The controversial rezoning move to allow row houses in all neighbourhoods was one step toward that 50-50 goal, but several mayoral and ward candidates have promised to repeal blanket rezoning.

Sharp is among those pledging to quickly axe the row-house rezoning policy, reasoning that Calgary’s leadership has put too much emphasis on it — and not enough effort to ensure older neighbourhoods can handle infill growth.

“If you want to move people downtown [to] live in the established areas, you also need to make sure that your fix-it first mentality on infrastructure can hold the development in these communities,” Sharp said in a mayoral debate last week, pointing to the Bowness water feeder break in the ward she’s represented the last four years.

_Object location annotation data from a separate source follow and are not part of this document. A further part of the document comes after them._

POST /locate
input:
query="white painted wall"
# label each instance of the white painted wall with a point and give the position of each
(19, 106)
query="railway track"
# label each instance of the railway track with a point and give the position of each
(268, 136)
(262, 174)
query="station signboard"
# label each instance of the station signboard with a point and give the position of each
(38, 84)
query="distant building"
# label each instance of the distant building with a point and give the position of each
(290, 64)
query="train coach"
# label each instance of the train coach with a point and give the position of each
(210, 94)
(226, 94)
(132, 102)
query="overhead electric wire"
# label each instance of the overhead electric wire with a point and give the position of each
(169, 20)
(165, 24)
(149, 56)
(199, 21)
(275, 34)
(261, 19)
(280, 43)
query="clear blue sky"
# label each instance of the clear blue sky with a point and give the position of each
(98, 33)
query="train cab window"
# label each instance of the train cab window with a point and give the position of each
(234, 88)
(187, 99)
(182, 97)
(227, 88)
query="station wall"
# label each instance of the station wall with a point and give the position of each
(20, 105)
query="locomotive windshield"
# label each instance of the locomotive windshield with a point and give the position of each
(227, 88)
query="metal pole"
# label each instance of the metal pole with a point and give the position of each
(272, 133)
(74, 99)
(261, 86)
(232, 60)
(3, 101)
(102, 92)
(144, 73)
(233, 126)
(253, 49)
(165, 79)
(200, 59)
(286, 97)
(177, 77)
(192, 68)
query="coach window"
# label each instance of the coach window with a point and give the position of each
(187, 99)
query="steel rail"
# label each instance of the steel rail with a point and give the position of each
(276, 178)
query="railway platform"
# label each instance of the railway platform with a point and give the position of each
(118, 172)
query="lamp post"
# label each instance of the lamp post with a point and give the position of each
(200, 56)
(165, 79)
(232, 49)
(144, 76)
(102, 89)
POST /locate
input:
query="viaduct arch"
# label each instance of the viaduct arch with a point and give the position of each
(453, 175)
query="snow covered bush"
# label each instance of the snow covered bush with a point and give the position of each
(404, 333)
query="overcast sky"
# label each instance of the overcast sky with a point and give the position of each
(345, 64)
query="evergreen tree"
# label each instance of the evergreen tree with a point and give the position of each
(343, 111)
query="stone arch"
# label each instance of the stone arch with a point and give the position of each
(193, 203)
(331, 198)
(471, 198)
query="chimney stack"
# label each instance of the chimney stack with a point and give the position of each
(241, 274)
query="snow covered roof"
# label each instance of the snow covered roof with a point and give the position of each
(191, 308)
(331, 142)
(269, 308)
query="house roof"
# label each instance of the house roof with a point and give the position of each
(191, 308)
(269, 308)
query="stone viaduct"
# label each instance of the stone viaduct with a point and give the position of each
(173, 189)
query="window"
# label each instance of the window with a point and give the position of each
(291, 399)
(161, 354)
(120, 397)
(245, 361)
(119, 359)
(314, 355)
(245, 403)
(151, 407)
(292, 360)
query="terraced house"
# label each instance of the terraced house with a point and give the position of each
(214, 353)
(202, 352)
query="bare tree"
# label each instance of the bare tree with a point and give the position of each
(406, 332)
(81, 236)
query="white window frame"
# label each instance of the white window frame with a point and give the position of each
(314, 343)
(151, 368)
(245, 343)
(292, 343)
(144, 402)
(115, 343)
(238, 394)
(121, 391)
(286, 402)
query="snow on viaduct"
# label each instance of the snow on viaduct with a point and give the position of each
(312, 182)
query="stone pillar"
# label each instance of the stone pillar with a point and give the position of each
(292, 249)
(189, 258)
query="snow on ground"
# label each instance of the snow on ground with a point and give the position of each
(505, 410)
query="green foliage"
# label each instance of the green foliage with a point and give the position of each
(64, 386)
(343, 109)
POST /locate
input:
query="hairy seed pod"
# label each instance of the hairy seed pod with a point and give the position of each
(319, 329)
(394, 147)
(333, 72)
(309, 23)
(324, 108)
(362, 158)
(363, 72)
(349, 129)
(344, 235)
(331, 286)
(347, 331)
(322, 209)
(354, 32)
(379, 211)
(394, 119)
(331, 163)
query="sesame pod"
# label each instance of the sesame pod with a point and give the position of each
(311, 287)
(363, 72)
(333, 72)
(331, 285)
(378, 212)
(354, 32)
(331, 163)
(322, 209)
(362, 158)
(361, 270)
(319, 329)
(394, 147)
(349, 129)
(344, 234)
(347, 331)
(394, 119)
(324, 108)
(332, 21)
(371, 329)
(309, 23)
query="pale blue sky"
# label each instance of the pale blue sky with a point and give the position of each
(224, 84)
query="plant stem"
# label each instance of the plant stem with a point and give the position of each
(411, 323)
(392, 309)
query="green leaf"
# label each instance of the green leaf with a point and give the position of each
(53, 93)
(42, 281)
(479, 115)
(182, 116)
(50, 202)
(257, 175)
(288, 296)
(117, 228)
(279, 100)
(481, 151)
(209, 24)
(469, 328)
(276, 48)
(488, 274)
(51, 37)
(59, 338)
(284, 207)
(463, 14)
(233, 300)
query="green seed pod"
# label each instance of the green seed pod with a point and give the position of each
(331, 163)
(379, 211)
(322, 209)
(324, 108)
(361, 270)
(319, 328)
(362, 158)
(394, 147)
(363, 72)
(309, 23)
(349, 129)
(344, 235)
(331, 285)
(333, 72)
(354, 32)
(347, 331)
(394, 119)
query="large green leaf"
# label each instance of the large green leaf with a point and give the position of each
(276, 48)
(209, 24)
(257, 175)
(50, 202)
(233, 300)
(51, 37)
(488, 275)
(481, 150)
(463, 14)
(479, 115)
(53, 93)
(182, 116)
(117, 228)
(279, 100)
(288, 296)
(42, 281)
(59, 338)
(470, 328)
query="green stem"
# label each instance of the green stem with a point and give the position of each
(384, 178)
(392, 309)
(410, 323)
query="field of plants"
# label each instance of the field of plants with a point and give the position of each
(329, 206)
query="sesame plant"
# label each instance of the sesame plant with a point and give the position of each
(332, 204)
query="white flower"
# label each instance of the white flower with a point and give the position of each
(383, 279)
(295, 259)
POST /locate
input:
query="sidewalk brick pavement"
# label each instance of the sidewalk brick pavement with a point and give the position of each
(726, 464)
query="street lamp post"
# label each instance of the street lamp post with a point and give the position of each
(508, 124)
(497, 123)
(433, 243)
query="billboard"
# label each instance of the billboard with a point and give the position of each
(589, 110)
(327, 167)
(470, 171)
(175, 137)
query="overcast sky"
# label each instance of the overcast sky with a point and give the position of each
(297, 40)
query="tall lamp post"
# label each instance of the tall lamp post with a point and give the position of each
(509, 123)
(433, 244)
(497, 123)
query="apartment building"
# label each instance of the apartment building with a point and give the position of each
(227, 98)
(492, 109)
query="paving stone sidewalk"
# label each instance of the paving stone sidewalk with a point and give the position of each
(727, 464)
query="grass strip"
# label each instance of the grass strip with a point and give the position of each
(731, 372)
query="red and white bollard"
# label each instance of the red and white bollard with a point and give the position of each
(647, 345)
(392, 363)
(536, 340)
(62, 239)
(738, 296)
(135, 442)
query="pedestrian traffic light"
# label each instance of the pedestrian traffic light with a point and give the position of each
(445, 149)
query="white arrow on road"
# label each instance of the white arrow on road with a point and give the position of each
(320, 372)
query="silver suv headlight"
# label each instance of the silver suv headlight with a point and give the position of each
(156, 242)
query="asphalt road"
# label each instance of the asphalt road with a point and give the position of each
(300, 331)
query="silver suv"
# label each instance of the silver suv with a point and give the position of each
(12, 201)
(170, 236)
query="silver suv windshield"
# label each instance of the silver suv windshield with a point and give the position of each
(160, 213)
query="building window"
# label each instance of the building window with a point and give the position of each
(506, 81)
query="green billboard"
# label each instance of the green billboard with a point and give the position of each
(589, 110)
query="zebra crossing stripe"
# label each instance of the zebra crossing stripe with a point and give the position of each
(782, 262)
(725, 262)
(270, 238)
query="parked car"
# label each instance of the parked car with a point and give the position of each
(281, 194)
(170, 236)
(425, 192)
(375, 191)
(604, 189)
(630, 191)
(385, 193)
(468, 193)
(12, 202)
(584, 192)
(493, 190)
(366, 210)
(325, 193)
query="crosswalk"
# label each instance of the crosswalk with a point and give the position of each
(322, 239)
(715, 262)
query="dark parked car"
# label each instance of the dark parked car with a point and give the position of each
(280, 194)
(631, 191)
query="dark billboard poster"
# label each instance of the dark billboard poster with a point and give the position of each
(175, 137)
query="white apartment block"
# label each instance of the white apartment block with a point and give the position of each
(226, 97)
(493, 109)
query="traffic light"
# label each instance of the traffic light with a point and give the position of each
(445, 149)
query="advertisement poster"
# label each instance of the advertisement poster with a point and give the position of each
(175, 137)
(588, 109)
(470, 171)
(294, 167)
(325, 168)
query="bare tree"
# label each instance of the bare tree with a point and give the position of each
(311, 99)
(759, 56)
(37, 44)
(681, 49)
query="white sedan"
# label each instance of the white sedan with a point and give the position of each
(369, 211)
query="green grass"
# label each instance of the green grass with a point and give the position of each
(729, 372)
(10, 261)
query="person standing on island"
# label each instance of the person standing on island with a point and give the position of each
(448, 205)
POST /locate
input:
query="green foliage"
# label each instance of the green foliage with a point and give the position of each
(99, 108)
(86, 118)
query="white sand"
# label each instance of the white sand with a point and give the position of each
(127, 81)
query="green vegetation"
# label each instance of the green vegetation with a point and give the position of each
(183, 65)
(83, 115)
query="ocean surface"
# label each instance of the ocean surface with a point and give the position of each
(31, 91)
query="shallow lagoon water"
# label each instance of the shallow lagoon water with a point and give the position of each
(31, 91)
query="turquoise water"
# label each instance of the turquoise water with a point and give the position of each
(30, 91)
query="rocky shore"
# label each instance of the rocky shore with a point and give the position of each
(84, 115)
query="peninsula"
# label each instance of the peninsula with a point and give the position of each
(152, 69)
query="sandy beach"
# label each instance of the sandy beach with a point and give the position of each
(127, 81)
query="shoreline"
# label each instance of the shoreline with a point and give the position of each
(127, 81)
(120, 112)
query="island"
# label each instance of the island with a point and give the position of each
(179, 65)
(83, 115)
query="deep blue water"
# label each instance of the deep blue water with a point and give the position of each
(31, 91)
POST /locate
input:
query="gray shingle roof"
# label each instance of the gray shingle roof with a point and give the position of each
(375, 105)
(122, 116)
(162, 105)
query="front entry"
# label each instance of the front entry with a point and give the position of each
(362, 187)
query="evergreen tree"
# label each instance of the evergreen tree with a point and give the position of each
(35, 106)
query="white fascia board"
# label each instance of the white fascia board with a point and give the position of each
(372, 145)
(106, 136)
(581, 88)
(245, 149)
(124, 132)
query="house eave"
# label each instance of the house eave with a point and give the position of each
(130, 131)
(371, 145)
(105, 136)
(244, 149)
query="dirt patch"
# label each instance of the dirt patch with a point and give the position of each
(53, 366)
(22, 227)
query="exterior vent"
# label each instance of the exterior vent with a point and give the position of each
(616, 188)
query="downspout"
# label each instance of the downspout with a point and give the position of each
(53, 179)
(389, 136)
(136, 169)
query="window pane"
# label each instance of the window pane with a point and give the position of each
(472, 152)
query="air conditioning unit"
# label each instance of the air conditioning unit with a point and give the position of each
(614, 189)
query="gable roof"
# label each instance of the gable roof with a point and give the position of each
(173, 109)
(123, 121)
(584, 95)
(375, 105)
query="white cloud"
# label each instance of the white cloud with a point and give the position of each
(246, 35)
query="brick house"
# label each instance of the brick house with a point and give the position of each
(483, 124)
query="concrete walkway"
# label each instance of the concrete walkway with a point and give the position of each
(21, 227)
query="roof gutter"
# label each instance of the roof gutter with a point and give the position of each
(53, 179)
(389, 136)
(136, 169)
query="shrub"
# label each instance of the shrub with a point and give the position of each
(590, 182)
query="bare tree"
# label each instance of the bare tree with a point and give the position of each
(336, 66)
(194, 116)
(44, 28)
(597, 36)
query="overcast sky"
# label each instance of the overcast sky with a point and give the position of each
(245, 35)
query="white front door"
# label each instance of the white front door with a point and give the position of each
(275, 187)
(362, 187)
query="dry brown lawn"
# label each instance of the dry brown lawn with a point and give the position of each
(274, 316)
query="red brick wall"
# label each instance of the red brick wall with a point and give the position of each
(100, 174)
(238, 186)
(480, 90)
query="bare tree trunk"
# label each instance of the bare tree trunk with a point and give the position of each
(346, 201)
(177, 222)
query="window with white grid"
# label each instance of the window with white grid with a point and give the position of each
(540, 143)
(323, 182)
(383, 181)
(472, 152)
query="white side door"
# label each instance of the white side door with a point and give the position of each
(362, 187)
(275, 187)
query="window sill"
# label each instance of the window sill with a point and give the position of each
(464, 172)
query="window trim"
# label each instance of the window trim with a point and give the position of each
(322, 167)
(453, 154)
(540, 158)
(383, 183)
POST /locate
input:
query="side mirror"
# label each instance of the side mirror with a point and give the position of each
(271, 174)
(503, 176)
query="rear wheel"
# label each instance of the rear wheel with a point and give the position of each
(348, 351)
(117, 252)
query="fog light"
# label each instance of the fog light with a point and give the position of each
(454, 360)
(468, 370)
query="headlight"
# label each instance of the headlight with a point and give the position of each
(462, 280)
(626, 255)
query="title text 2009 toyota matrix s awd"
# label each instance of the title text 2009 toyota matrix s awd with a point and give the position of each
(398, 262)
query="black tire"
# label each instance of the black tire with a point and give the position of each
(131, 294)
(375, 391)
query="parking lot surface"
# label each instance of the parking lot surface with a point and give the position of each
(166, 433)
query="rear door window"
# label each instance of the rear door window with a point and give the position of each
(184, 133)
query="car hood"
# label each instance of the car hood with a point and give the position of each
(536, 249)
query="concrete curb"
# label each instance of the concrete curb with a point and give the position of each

She also said that one lifestyle choice (new suburban dwelling) shouldn’t be “villified” at the expense of the other.

A woman wearing glasses is pictured behind a podium.
Calgary Chamber of Commerce president Deborah Yedlin says the city is ‘so far behind’ when it comes to ensuring the booming city has the infrastructure required to cope with growth. (Jeff McIntosh/The Canadian Press)

But one just needs to look at Calgary’s residential construction activity to know where the growth is happening. It’s the bulldozers and framers preparing new communities, it’s the cranes throughout the inner city erecting new apartments and condos, and it’s the blue fencing and “Proposed Development” signs scattered throughout the city.

Calgary hasn’t been taking in 20,000 or 30,000 or even 75,000 or more people a year without that growth happening all over, in each quadrant and ward.

The next batch of mayors and councillors might not be able to stop or slow that tide, even if they wanted to. But they likely will have control over how ready their city is to handle it.